Risale-i Nur; Âlem-i İslâm lehinde büyük bir hayrın alâmeti ve işaretidir. Âlem-i İslâm mahallesini saran dehşetli dinsizlik cereyanı ve yangınına karşı itfaiye vazifesini gören bir koruyucudur.

Âlem-i İslâmın, intibah ve vahdeti için lâzım olan ortak bir yüksek değer ve yol göstericidir.

Âlem-i İslamın ve Asya kıt’asının bütün itiraz ve ithamını yok edip, mazideki muhabbet ve uhuvveti yeniden tesis eden bir mu’cize-i Kur’âniyedir.

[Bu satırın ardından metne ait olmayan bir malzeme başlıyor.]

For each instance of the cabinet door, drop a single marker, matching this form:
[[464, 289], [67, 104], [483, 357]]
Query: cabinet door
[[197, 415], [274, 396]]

Âyet-i kerimelerle; kadınların şefkat kahramanı olduğu, yuvalarına sahip çıkmaları gerektiği, tesettür emrinin onlar için büyük bir merhamet olduğunu hatırlatan tefsirdir.

Bin seneden beri Kur’ân, İslâmiyet, insaniyet ve tahripkar cereyanlara hesabına karşı Kur’ân kalesinin çelik zırhlı kalkanıdır.

Binler ilmi kerametlerle, ona çalışanların geçim sıkıntılarına karşı bir bereket ve kolaylık vesiledir.

Milletimizle âlem-i İslâmın hakikî uhuvvetini teminine ve tesbit eden düsturların esasıdır.

Bu dünyada, imanda Cennet çekirdeği bulunduğunu gösteren manevî bir yıldızdır.

Bu memleketin en ziyade muhtaç olduğu imani, İslâmî ve içtimaî hayatın başvuru kitabıdır.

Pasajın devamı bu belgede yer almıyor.